土が少しついているが、まだ綺麗に咲いている。
「この花は、まだ立てます」
凛が言うと、花屋の女性はうなずいた。
「うん。もう一回、植えてあげる」
片づけが終わると、女性は店の中から小さな花を一輪持ってきた。
淡い黄色の花だった。
「これ、お礼」
「勤務中ですので」
「じゃあ、交番に飾って。あそこ、ちょっと地味だから」
凛は一瞬だけ言葉に詰まった。
「……地味ですか」
「うん。凛ちゃんとさく君がいるから十分目立つけど、花もあった方がいいよ」
確かに外の入り口の横には季節の花を飾ってあるが内装は少し寂しい気がする。
朔が凛を見る。
凛は花を受け取り、静かに言った。
「ありがとうございます。
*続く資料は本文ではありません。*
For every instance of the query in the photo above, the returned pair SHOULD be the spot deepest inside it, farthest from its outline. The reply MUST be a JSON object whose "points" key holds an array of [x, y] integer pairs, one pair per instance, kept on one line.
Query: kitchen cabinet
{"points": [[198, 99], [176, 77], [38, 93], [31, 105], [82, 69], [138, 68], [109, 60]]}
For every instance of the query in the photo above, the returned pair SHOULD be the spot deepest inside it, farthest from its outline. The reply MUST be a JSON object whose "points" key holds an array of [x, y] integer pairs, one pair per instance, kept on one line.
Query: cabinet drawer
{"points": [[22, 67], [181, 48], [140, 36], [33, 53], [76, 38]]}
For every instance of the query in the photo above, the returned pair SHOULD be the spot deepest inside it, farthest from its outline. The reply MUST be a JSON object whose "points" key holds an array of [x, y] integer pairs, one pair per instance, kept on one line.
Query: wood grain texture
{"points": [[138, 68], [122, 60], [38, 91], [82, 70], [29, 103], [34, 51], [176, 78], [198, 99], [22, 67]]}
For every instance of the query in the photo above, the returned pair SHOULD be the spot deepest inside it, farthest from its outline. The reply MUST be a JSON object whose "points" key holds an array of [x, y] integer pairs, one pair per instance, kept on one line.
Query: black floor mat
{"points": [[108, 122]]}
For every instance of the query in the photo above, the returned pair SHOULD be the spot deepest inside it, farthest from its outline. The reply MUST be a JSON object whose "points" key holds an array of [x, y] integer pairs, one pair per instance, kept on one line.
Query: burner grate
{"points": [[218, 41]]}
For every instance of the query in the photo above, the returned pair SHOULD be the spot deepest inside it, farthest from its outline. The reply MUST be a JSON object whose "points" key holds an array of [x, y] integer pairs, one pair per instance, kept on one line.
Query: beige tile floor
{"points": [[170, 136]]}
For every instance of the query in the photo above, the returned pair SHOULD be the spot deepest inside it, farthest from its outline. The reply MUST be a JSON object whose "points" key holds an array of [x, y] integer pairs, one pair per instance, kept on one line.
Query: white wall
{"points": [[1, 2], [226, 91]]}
交番に飾ります」
花屋の女性は嬉しそうに笑った。
見回りを終える頃には、空が少しずつ夕方の色に変わり始めていた。
商店街の人たちは店先で片づけを始めている。
凛と朔が歩くと、またあちこちから声がかかった。
「凛ちゃん、今日もありがとね」
「さく君、また来てね」
「見回りお疲れ様」
「いつも助かってるよ」
凛は丁寧に頭を下げ続けた。
けれど、歩きながら小さくつぶやく。
「……少し、過剰ではありませんか」
朔が隣で凛を見上げた。
「みなさん、優しすぎます」
朔は何も言わない。
「私はただ、仕事をしているだけです」
朔はゆっくり瞬きをした。
その目は、まるで「本当にそう思っているのか」と言っているようだった。
凛は視線をそらした。
「……そういう目はやめなさい」
朔の尻尾が一度だけ揺れる。
凛は手に持った紙袋や花を見下ろした。
みかん、パン、漬物、花。
どれも、商店街の人たちが笑いながら渡してくれたものだった。
少しだけ、胸の奥が温かくなる。
「優しい町ですね」
凛はぽつりと言った。
そして、少し間を置いてから続ける。
「……私たちには、もったいないくらいに」
朔は静かに凛の隣に寄った。
大きな体が、凛の足に少し触れる。
凛は朔を見下ろし、ほんの少しだけ笑った。
「あなたも、そう思いますか」
朔は前を向いた。
その姿が、なんとなく肯定しているように見えて、凛はまた小さく笑った。
交番へ戻る二人の背中を、商店街の人たちが見送っていた。
八百屋の店主が、腕を組んで言う。
「凛ちゃんは、相変わらず素直じゃないねえ」
パン屋の奥さんが笑う。
「でも、ああいう子だからいいんじゃない」
花屋の女性が、凛の手にある花を見て目を細めた。
「ちゃんと受け取ってくれた」
小学生の男の子が、朔に向かって大きく手を振った。
「さく君、またね!」
朔は振り返らなかった。
けれど、尻尾が一度だけ揺れた。
それを見た商店街の人たちは、みんな少しだけ笑った。
夕方の光の中、凛と朔は並んで歩いていく。
白と灰と黒の髪。
白と灰と黒の毛並み。
怖そうで、近寄りがたくて。
けれど、この町の誰もが知っている。
一人と一匹が、誰よりも月守町を見ていることを。
困っている人を放っておけないことを。
優しさを、いつも少しだけ不器用に隠していることを。
商店街の誰かが、小さくつぶやいた。
「いつもありがとね、優しい狼さん」
その声は、夕方の商店街にやわらかく溶けていった。
月守町交番には、狼がいる。
今日もその狼は、町の人たちに怖がられて、頼られて、愛されながら、静かに帰っていく。